He started to lick my mole,thinking it was my nipple.
You just compared our sex life to a seven year old kid.
I accidentally threw away from slim jim and some lady saw me dig it out of the garbage. It was unopened but still, I look so homeless.
I gave him a blowie and after he said he wanted to send a giftbasket to the girl we met through.
Restaurants Roasting People Who Gave Them Negative Yelp Reviews (25 Pics)
So you know how craigslist used to have an "erotica" section? And how after you click on a link it changes a darker color? And how Dad stays up really late most nights?
Oh god... well at least he's gettin some. Mom's a prude.
I think that last shot was nyquil. Please come gte me.
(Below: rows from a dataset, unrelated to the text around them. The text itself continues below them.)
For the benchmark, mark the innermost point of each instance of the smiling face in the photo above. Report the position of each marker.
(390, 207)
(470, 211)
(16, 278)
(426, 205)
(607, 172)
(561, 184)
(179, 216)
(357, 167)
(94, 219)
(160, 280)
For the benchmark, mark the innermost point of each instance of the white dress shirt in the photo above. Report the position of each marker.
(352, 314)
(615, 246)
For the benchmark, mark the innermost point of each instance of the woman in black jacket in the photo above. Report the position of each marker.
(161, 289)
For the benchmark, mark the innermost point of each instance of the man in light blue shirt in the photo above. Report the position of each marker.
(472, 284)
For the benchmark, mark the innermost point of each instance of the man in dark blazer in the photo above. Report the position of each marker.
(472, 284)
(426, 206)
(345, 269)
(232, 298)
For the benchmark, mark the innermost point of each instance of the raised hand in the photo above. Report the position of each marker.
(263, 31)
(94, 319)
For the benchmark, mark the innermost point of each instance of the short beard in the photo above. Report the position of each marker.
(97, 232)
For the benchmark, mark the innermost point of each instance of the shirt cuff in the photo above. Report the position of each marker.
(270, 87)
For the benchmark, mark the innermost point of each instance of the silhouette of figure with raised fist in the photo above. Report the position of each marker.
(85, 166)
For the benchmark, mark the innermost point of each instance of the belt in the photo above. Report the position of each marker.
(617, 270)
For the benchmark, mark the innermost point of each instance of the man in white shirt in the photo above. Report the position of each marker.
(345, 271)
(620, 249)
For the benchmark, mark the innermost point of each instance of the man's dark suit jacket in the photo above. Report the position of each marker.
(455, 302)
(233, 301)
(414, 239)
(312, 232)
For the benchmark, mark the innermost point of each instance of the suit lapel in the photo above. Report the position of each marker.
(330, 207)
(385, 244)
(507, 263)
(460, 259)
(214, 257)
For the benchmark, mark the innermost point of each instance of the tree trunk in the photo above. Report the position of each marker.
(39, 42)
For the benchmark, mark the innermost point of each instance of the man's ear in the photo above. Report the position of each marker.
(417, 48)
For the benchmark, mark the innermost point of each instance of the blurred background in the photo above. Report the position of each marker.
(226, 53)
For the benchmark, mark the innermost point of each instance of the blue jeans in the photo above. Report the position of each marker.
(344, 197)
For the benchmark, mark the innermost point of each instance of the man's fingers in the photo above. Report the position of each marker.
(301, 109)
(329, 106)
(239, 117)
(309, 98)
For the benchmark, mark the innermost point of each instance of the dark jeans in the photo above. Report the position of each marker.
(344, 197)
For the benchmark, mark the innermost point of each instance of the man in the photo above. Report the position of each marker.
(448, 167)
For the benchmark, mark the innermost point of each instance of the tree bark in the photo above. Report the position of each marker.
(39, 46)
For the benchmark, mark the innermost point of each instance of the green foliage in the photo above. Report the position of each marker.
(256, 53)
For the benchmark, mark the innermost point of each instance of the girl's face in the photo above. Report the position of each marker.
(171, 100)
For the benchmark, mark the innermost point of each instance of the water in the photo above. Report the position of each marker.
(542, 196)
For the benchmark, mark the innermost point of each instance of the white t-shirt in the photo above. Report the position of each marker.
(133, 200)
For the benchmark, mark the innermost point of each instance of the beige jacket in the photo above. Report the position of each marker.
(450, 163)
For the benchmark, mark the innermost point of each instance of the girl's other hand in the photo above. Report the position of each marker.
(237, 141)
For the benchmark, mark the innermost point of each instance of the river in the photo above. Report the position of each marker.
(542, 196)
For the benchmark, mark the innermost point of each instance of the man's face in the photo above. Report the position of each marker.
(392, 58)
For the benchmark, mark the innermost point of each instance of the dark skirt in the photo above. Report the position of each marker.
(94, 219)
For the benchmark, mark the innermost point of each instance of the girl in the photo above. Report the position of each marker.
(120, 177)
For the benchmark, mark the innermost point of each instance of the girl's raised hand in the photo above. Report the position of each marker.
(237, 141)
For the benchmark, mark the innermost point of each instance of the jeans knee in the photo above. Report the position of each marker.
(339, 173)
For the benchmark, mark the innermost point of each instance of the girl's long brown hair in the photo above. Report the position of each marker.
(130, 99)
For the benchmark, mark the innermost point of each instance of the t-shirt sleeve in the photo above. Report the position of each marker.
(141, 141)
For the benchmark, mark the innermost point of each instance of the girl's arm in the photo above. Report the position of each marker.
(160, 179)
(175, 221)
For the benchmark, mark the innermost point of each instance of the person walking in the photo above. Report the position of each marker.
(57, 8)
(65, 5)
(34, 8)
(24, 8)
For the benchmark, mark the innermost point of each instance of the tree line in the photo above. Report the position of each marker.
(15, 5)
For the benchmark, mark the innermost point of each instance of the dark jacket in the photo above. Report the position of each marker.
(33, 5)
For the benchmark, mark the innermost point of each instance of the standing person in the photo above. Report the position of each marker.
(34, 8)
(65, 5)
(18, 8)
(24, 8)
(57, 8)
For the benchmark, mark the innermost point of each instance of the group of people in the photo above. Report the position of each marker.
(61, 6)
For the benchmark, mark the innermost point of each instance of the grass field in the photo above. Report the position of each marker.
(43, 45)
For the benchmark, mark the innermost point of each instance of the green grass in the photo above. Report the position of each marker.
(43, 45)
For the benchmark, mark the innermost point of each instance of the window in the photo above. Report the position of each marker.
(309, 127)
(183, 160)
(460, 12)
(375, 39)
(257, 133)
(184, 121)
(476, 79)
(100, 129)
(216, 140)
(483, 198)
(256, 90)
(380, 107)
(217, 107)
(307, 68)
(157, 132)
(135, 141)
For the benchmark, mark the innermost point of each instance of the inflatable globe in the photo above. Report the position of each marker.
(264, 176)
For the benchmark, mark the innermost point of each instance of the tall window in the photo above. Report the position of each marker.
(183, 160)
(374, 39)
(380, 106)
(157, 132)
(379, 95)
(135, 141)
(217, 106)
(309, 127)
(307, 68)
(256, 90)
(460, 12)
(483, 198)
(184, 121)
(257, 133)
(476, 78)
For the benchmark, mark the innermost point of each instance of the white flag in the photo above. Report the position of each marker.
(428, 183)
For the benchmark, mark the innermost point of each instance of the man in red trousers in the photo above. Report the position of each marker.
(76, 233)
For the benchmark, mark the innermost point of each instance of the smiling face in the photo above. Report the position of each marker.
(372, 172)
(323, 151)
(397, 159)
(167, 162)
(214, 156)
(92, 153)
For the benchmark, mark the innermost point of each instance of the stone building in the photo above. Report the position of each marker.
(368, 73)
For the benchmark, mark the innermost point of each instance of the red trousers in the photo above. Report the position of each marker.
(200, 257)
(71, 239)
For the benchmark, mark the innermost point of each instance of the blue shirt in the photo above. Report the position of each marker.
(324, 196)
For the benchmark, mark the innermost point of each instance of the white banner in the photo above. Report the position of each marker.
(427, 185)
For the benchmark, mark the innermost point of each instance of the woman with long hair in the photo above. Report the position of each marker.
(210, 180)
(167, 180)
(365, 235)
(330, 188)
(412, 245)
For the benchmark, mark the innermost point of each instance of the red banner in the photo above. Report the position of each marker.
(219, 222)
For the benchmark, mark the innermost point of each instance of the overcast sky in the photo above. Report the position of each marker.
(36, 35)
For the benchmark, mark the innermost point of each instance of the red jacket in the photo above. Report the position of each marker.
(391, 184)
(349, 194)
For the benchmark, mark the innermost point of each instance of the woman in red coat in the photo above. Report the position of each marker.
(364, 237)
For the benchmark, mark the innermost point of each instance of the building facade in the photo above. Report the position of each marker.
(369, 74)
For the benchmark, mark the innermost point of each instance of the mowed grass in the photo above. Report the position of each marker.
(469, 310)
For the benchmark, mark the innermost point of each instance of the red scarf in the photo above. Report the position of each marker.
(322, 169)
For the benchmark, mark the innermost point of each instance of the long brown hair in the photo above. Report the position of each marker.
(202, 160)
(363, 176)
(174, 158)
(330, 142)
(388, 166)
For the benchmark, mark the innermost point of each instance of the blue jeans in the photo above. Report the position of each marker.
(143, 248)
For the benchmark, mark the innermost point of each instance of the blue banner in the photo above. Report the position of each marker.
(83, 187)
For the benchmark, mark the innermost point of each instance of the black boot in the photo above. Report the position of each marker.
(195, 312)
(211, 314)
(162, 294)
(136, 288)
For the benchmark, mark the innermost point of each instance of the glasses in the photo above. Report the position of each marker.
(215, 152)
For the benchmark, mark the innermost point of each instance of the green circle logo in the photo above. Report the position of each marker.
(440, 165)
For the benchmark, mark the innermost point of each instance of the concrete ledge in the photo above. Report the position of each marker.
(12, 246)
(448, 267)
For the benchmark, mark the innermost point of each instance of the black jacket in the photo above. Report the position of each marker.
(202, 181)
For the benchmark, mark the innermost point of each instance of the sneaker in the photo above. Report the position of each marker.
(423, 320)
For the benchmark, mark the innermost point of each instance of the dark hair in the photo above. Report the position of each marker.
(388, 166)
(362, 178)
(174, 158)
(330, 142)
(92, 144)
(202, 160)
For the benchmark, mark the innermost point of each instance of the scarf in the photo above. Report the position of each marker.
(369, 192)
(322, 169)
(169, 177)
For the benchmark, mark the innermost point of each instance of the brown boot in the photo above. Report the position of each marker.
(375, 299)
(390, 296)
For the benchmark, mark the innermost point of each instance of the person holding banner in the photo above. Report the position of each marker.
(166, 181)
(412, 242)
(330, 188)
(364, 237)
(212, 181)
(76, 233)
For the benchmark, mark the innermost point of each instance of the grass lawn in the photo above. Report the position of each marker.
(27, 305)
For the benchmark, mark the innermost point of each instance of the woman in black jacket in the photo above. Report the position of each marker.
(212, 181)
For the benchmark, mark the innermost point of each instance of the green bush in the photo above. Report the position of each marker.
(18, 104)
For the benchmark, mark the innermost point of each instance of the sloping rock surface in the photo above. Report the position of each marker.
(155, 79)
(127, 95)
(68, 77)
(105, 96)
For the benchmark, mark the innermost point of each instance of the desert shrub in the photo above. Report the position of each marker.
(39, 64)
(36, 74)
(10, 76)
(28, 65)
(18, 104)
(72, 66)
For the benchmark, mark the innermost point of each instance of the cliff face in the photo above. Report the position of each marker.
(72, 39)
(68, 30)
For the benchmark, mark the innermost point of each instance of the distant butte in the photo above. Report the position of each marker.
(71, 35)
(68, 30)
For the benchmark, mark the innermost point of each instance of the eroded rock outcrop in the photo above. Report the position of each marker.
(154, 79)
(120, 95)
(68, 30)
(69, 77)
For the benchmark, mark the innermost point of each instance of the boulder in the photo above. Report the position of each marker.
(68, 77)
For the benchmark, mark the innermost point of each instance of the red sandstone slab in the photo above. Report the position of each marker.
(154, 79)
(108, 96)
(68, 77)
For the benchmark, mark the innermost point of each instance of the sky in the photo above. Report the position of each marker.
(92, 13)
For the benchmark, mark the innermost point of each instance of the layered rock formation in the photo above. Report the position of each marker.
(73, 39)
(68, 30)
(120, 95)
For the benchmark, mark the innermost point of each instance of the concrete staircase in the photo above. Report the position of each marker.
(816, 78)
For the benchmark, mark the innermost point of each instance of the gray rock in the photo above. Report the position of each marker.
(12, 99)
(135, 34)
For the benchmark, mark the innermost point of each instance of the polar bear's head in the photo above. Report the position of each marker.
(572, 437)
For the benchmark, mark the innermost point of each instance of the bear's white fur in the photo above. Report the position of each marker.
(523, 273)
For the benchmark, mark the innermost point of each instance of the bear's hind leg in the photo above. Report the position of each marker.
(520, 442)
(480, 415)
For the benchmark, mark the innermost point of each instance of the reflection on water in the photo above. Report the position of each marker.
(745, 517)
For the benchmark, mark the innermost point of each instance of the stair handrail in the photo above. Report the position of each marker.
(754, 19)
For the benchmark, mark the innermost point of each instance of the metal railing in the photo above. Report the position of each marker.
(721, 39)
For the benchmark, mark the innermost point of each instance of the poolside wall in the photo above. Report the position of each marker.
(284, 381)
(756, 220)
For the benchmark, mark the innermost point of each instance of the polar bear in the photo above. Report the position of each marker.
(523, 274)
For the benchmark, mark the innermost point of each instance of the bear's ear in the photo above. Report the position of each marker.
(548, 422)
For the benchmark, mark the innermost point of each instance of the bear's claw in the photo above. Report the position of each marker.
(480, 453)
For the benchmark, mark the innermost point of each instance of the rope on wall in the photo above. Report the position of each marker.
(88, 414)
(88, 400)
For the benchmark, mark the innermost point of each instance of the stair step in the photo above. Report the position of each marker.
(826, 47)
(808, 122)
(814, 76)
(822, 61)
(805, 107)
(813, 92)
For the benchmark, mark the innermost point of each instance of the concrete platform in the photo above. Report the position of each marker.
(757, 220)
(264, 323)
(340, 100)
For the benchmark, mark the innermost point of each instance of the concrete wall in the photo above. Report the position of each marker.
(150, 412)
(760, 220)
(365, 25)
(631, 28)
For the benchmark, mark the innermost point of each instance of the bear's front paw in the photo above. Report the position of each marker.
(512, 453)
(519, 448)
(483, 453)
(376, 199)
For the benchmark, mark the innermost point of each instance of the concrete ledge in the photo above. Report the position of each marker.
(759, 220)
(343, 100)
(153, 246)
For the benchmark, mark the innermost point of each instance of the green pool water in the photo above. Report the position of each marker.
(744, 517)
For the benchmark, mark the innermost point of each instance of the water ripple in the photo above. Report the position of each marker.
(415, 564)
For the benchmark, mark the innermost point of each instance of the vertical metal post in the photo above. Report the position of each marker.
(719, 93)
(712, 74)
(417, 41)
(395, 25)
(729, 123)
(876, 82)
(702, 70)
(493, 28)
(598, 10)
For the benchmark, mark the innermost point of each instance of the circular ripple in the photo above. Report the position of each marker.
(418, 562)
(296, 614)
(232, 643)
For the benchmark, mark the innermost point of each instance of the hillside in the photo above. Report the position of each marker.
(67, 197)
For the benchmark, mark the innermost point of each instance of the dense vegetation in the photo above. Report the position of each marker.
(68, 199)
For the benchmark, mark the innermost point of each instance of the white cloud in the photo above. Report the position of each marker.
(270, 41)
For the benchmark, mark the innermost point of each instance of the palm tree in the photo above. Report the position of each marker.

WINGS.
She said she was jealous that i could wear headbands, then growled at the ground in shame..
Well obviously when I get drunk my intelligence level surpasses yours and that's why you can't understand me.
Three Architectural classes: $990.00 Architectural supplies: $300.00 Changing majors and using my architectural supplies to roll blunts: Priceless
Woman Posts Harassing DMs From Creep Online, Now He’s Upset Because People Told His Mom
Well, we broke up and instead of putting my shit out on the curb like a normal person, she fucking donated everything to Goodwill. So now I have to pay two dollars for one of my own t shirts.
How do you explain to a guy that he's like a little puppy dog that you play with, but then leave at the shelter to go home to your German Shepard?
Dude where are you? I've been here an hour and all I've done is get head from a random in the stairwell.
I just scored a new eye doctor and a date all in one email. BOOM!
It's your birthday, you should get to jizz where you want to. Jizz when you want tooo
I'm talking to this guy I met online about French toast. I am the oddest fucking combination of hungry and horny. Wtf brain.